The hornet looked up at me, and there was a slight twinkle in their eye. If they’d had a proper face, I was certain they’d be grinning at me.
“If it’s alright with you, we should move on in the morning,” the commander said. “The nest will not judge your appearance in this form, you have my word.”
A part of me wanted to stay by that lake until the new moon had passed. There was safety in solitude. I couldn’t hurt anyone if there was no one to hurt. Yet, two days may make the difference to the people of Heimian. Especially since I would almost certainly need to return to Pollen with news of my meeting with the hornets before returning to the human village.

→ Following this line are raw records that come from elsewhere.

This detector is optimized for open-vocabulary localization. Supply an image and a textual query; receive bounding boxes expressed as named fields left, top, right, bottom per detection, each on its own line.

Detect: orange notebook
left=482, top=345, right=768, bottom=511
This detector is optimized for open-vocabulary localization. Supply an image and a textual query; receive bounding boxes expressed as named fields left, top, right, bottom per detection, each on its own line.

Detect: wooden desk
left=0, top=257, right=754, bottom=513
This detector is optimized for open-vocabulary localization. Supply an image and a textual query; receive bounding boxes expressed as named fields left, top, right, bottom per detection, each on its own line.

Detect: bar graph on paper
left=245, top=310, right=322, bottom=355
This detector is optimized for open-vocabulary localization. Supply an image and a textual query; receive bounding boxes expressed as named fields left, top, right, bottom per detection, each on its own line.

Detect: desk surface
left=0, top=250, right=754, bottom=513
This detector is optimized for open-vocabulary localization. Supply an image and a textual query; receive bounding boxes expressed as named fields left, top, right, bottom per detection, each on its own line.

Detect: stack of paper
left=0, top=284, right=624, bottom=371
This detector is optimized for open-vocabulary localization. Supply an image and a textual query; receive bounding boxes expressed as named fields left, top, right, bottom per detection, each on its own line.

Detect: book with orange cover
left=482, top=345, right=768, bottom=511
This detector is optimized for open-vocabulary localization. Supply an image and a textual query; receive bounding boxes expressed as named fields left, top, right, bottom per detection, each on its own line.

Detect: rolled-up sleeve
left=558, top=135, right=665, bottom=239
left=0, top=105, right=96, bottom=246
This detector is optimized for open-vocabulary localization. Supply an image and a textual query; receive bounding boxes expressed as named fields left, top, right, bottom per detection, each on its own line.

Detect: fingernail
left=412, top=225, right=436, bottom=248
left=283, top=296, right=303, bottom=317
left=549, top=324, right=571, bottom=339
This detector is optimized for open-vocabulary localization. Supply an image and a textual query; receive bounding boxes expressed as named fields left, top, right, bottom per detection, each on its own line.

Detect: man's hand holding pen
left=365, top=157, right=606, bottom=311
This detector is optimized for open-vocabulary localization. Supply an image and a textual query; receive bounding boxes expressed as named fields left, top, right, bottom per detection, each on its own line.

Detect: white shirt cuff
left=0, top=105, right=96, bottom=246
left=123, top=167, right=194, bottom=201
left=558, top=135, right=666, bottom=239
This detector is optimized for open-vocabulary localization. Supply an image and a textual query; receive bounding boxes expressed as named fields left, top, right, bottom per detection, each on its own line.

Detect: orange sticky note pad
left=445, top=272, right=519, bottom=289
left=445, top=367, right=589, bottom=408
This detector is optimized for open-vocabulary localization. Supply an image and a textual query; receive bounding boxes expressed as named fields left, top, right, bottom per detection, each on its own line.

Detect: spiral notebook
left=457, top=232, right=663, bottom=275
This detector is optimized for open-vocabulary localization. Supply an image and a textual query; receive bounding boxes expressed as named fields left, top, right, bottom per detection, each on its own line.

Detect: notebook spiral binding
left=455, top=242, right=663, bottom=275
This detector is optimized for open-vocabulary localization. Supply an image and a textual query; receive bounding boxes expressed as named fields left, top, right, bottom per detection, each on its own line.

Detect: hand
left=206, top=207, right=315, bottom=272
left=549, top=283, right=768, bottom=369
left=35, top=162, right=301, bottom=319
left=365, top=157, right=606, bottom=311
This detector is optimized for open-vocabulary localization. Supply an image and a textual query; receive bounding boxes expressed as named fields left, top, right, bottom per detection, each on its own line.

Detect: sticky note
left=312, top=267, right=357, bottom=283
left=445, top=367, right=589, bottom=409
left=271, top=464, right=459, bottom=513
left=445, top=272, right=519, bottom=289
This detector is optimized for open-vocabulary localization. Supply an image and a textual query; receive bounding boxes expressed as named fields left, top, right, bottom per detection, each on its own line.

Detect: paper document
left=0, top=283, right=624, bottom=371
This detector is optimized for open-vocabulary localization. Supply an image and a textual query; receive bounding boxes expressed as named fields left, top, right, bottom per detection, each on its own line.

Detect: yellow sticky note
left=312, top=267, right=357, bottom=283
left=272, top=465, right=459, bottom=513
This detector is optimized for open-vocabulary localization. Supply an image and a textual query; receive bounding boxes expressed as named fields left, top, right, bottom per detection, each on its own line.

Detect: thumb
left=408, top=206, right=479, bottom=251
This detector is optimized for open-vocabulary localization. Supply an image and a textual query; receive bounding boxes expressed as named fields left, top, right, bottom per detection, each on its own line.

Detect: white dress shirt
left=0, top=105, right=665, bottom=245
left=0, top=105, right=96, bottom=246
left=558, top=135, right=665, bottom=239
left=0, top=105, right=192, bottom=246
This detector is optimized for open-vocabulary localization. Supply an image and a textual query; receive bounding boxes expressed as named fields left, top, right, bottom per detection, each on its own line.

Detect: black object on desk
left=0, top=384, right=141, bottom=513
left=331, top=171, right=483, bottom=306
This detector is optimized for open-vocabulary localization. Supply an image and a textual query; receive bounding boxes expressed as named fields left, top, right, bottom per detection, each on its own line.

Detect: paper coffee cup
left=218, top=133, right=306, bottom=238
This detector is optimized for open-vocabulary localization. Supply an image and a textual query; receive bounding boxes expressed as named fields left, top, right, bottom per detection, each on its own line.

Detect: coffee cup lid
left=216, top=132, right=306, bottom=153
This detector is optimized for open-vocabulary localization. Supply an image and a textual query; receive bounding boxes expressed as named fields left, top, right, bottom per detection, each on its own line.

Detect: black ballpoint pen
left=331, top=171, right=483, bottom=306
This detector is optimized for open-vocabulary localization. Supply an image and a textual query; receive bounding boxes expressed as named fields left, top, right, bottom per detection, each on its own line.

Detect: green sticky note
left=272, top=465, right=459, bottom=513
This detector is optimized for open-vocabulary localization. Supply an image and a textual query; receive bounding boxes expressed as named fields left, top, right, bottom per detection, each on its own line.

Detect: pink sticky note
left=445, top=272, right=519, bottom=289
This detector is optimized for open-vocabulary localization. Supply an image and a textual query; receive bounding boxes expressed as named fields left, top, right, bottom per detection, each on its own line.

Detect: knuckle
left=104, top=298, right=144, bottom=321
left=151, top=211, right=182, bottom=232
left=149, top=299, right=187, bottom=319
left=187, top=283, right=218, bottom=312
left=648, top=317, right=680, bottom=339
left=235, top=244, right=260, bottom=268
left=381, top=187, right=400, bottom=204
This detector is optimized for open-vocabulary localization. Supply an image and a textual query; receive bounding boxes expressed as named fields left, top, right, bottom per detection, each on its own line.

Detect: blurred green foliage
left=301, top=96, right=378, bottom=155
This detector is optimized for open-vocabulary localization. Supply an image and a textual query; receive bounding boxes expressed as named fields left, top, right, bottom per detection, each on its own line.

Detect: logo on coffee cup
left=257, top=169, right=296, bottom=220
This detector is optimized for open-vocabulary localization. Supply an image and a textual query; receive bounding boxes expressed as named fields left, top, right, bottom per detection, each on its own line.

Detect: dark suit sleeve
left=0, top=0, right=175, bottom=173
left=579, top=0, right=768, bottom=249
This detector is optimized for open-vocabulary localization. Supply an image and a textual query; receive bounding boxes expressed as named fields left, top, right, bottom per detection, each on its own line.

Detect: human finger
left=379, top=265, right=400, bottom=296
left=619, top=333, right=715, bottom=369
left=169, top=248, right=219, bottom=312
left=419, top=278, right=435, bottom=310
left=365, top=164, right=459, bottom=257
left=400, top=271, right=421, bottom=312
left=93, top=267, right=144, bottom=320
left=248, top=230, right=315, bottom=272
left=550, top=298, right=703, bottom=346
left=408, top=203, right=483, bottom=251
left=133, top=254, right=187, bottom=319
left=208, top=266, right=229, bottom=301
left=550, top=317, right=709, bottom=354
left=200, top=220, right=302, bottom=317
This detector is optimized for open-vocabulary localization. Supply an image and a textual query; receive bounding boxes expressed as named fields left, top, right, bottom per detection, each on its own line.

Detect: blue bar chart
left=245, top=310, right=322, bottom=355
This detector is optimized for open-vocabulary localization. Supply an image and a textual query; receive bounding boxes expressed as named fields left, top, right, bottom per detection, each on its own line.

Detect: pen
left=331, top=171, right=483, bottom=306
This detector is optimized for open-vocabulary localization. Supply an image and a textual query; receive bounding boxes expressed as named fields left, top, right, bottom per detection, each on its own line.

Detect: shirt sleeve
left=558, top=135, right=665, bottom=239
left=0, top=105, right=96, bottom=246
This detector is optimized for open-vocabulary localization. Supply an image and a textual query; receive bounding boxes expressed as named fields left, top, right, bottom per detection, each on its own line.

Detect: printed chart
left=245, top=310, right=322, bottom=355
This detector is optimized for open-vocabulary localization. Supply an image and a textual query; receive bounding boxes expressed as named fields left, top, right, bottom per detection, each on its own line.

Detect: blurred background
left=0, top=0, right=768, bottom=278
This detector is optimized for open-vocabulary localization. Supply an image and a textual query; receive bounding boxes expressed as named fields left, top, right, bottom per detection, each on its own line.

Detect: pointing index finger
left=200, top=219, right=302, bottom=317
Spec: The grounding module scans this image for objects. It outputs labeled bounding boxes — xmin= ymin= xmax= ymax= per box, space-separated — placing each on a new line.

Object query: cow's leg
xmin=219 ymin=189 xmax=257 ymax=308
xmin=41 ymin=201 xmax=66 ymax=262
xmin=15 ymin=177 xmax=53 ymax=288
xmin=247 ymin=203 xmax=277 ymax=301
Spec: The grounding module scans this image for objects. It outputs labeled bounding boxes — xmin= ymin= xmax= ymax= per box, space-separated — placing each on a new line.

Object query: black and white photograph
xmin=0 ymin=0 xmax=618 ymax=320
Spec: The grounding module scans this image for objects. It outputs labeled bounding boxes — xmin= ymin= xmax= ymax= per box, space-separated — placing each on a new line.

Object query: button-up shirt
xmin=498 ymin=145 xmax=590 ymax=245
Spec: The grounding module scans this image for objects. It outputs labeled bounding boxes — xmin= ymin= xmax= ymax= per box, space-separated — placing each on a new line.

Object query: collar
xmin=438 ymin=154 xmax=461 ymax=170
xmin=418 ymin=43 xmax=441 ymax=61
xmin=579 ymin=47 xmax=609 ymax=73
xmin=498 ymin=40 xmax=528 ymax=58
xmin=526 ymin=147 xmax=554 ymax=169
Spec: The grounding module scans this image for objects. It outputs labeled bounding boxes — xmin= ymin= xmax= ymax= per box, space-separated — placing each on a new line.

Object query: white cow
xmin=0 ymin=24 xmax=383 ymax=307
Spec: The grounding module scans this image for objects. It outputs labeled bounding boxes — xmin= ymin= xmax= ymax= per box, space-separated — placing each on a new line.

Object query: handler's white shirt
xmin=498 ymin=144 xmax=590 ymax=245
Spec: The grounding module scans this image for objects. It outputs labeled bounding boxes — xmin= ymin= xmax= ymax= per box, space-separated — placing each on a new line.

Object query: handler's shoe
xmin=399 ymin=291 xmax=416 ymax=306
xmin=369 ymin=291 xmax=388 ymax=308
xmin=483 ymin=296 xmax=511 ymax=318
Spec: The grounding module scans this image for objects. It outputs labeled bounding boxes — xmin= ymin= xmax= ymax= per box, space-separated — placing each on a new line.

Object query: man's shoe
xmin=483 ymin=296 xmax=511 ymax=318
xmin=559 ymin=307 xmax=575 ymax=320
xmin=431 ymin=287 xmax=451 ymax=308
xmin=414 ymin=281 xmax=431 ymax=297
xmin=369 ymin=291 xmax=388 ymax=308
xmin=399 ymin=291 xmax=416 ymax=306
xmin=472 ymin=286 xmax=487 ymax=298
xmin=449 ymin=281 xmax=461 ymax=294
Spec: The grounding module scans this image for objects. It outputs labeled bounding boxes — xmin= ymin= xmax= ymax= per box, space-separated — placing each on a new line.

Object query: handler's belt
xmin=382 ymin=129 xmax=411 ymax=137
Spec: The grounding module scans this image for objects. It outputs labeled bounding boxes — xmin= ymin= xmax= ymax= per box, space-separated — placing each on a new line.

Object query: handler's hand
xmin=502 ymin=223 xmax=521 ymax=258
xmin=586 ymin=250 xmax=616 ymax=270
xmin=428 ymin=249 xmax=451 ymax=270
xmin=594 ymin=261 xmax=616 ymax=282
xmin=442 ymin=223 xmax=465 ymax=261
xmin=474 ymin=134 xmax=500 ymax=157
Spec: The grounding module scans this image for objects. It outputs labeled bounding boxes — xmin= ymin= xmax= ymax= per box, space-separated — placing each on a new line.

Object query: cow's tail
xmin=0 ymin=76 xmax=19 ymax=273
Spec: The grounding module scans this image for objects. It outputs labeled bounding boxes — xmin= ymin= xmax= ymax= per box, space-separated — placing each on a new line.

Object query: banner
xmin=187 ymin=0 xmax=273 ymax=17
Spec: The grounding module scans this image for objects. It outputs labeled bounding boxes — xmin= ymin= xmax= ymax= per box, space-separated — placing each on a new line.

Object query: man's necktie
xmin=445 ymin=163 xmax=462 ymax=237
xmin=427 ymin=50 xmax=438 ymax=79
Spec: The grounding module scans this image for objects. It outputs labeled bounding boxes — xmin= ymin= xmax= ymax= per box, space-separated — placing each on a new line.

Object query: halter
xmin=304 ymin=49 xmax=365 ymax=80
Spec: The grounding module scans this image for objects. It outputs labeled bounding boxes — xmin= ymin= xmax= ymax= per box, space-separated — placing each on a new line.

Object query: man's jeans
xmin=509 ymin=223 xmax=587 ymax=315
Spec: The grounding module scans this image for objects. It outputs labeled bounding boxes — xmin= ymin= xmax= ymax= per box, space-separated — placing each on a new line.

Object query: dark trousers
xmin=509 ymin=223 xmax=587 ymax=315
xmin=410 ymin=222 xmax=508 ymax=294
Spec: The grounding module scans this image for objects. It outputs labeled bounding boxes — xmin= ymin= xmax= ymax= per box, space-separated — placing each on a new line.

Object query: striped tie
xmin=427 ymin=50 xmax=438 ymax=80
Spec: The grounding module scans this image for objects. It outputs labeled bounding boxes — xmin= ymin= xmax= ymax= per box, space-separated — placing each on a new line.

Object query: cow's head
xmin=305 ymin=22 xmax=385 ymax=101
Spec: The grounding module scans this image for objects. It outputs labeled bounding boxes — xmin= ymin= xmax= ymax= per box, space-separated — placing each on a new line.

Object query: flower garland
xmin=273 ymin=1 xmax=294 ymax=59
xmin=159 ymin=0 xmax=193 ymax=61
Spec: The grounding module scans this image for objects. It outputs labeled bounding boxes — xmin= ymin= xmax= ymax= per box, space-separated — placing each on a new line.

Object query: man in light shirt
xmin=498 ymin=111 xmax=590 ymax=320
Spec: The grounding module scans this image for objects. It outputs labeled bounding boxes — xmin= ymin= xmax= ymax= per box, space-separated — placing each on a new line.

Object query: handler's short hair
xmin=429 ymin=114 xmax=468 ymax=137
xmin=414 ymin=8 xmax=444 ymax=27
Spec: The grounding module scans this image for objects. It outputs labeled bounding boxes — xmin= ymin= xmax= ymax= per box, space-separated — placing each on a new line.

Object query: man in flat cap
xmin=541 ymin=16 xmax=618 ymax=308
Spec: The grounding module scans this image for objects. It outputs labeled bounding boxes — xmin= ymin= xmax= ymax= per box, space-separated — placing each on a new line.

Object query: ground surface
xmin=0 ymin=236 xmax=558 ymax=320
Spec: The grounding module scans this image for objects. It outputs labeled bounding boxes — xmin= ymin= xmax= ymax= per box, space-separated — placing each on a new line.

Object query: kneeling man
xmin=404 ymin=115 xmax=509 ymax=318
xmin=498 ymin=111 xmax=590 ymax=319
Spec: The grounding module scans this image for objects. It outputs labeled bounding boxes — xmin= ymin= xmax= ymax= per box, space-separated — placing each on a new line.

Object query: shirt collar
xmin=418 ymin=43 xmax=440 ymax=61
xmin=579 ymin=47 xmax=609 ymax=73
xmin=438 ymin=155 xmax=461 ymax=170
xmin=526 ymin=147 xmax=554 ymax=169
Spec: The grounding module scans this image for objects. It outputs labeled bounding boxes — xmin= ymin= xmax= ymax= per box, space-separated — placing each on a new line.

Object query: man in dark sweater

Once again, I found myself wishing for my old sword, Eclipse. Eclipse might not have been the fastest sword, by any metric, but flying by sword was certainly faster than walking, no matter how you sliced it. Alas, Eclipse was broken and likely taken as a trophy by the Sword Saint. That seemed like the sort of thing he’d do. If he really was dead, I probably would never see Eclipse again.
With the people of Heimian in my thoughts, I nodded to the hornet commander.
“Before we go, though, can you tell me your name?” I asked, not for the first time.
“In due time,” they said…not for the first time.
I stood and followed the commander back to camp. The other hornets were still waiting, and they made no comment as I entered the firelight. Perhaps it was because they were simply unemotive insects, but not one of them even looked at me strangely before I laid down on the grass, pillowed my head on my clawed hands, and went to sleep.
In the morning, we once again set off for Hanai to meet the Queen of the Hornets.